Para quem já viu o show umas três dezenas de vezes, impressiona como o espetáculo pode ser rigorosamente igual aos outros - mas também impressiona a organicidade cada vez mais obsessiva entre banda e intérprete, entre intérprete e público. Tudo parece cronometrado, e ninguém desaponta, seja no aplauso, no grande coral nos maiores sucessos, nas risadas, na aprovação. A mulher na plateia berra: "Eu te amo", e logo em seguida um homem, para risada geral: "Eu também!".
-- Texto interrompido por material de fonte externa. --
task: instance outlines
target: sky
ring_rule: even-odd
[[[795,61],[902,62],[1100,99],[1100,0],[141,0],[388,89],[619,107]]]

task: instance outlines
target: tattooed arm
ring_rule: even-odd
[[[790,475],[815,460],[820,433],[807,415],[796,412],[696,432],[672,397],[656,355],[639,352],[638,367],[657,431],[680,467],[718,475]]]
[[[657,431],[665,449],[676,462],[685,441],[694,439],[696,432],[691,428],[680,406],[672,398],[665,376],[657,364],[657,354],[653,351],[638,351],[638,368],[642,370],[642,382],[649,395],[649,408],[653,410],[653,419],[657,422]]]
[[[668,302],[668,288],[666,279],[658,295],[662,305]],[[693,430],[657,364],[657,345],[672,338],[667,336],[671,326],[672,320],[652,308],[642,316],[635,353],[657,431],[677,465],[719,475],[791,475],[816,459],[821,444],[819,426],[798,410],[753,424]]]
Roberto abriu com Emoções, como de hábito, e depois emendou Eu te Amo, Te Amo, Te Amo e Além do Horizonte. Contou de novo a história do cachorro que inspirou a canção O Portão. Fez seu número de galã erótico nas canções moteleiras. Mas o grande sucesso da noitada foi Esse Cara Sou Eu. A música da novela ajudou a lotar, certamente, a casa, além de levar um de seus atores, Tiago Abravanel, à tietagem no meio do publico.
Roberto parece considerar como "ruído inadequado" toda controvérsia e não admite ruído em sua sanha perfeccionista, detalhista, obsessiva - por exemplo, não dá a mínima pista de que esteja preocupado com a repercussão de mais uma tentativa judicial de proibição de um livro sobre sua vida.
Cambistas vendiam ingressos por até R$ 1,2 mil (originalmente, custavam entre R$ 150 e R$ 540), o que poderia ser útil para mostrar ao "Rei" que, mesmo de cima da torre do castelo, lá embaixo os súditos parecem ter problemas para atravessar a turva fossa que nos liga à sua fortaleza.